Consolidada como um atrativo turístico da cidade após a Olimpíada, a Orla Conde não demorou a apresentar falhas na manutenção. O cuidado com o espaço público é, na visão do arquiteto e urbanista Washington Fajardo, fundamental para que o município entre em um novo ciclo econômico.

— O espaço público da cidade está completamente abandonado. A cidade está em crise, e há uma visão equivocada da prefeitura de como devem ser cuidadas todas as áreas que tenham função turística — avalia o especialista, que aponta a fiscalização como arma contra os problemas: — Não é preciso dinheiro para fazer fiscalização. A prefeitura tem um corpo de funcionários e precisa botá-lo para trabalhar.

O abandono do espaço público também é apontado por Fajardo como impeditivo para a vocação residencial do Centro.

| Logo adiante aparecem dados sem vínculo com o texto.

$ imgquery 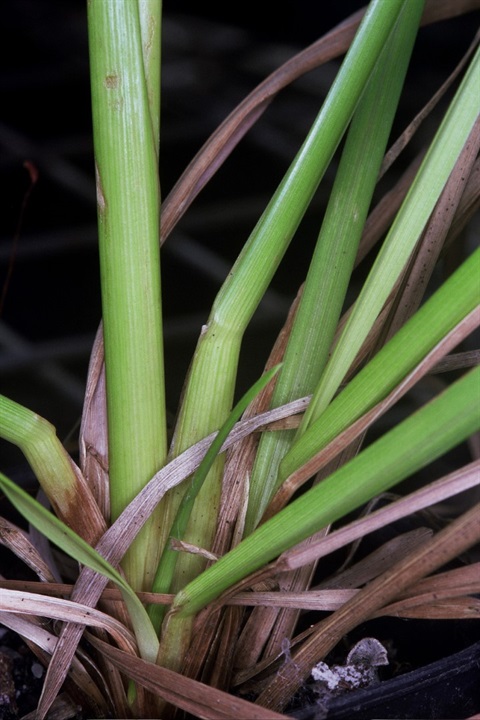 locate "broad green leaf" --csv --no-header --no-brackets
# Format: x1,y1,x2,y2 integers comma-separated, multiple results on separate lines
279,248,480,481
299,40,480,428
172,366,480,616
150,365,280,630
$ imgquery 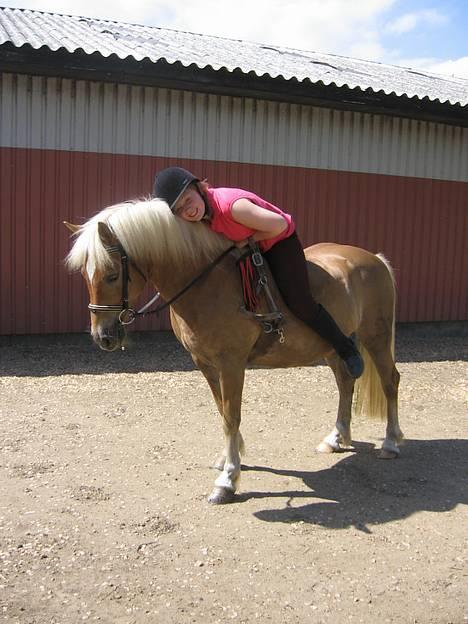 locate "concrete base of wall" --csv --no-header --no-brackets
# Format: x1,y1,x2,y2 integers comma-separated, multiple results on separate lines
396,321,468,338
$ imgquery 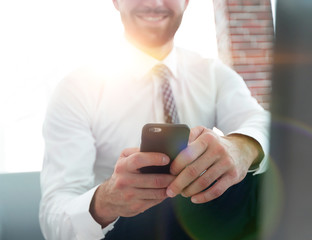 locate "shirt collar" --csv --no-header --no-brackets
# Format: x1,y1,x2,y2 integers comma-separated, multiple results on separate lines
123,39,177,80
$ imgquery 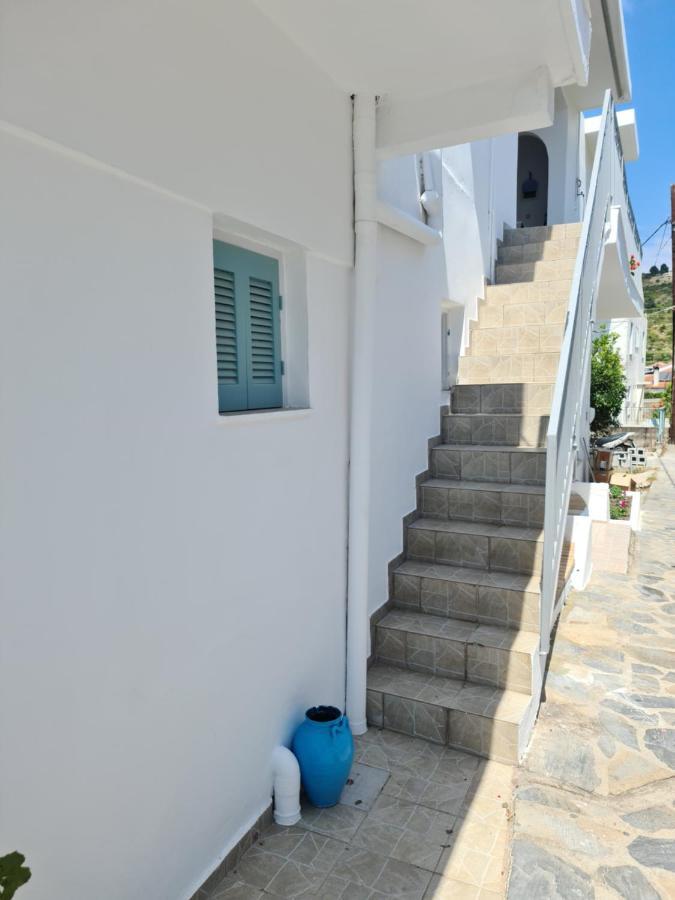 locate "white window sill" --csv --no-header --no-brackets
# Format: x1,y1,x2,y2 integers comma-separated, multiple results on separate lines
218,408,314,425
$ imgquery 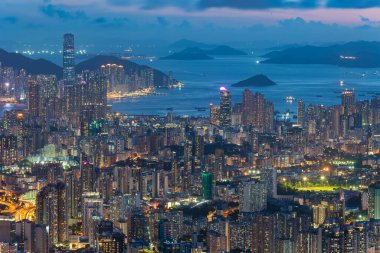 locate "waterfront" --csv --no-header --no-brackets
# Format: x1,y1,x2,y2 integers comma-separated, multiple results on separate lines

— Do ponto de vista de desenvolvimento urbano, é importante que as regiões do Porto e do Centro assumam a vocação de ter uma reocupação residencial. A prefeitura não deve medir esforços para que isso aconteça.

ENTRETENIMENTO

Cortes na subvenção às escolas de samba e o plano de um espaço para desfiles de blocos de rua, que ficou conhecido como “blocódromo”, pareceram uma ameaça à corte de Momo. Mas os realizadores da folia carioca garantem que, com força de vontade e ajuda do financiamento privado, não deixarão de animar a cidade.

— Não importa se existe crise, política ou econômica, a cultura de rua no Rio é orgânica. O carnaval vive por si só. Não dependemos do prefeito, pois conseguimos patrocínio direto de empresas. Mas a minha mensagem é que não tenhamos medo, vamos para a rua com ou sem dinheiro — diz Rita Fernandes, presidente da Sebastiana, liga que reúne 12 blocos cariocas.

Na opinião do economista Sérgio Besserman, no entanto, medidas como os cortes nos subsídios das escolas de samba e o fim dos ensaios na Sapucaí podem causar impacto econômico negativo:

— Essas ações revelam uma certa falta de conhecimento de que o carnaval bem-sucedido, além do que rende em termos econômicos, é um degrau para reconstruirmos o espírito do Rio.

SEGURANÇA

Além de ser prioridade em 2018, na opinião da cientista política Ilona Szabó, diretora-executiva do Instituto Igarapé, a segurança do Rio precisa ter seus recursos, mesmo que escassos, bem empregados.

— Precisamos de um policiamento inteligente. A Polícia Militar deve focar no planejamento e operacionalização de patrulhamento de manchas criminais, aproveitando os recursos do IspGeo, sistema de análise criminal do estado, fruto de uma parceria entre o Instituto Igarape, empresários e a Secretaria de Segurança do Rio. A Polícia Civil precisa investir em inteligência e na investigação dos crimes. O aumento do esclarecimento dos homicídios é crucial para a reversão do quadro.

No âmbito municipal, a especialista diz que a prefeitura precisa atuar na prevenção da violência, concentrando suas políticas de desenvolvimento social e econômico nas áreas mais vulneráveis:

— A Guarda Municipal deve ser modernizada para atuar mais próxima ao cidadão e em conjunto com a Polícia Militar, reforçando o patrulhamento de regiões com grande fluxo de pessoas e áreas turísticas.

TRANSPORTE

Paralisações constantes de linhas de ônibus, o BRT depredado e com evasão na ordem de 41 mil passageiros por dia, queda de braço em torno do valor da tarifa e vans ilegais que voltaram a circular são alguns sinais de que o sistema municipal de transportes trafega rumo ao colapso. Para o engenheiro de transportes Paulo Cezar Ribeiro, professor da Coppe/UFRJ, uma das soluções para a crise pode estar no processo de racionalização das linhas — projeto que foi iniciado na gestão do ex-prefeito Eduardo Paes e suspenso por Marcelo Crivella, que ainda não apresentou um novo plano.

— O sistema tem que se adaptar e se tornar mais eficiente para não gerar prejuízos econômicos às empresas e, no final das contas, prejudicar os usuários. Isso é vital. Não há margem para erros — diz o especialista, que aponta também para a integração dos sistemas: — O sistema de transportes numa cidade do porte do Rio não comporta mais serviços independentes entre si. Eles têm que ser integrados, física e tarifariamente. Ônibus-metrô-trem-VLT e outros têm que se complementar visando à otimização das viagens.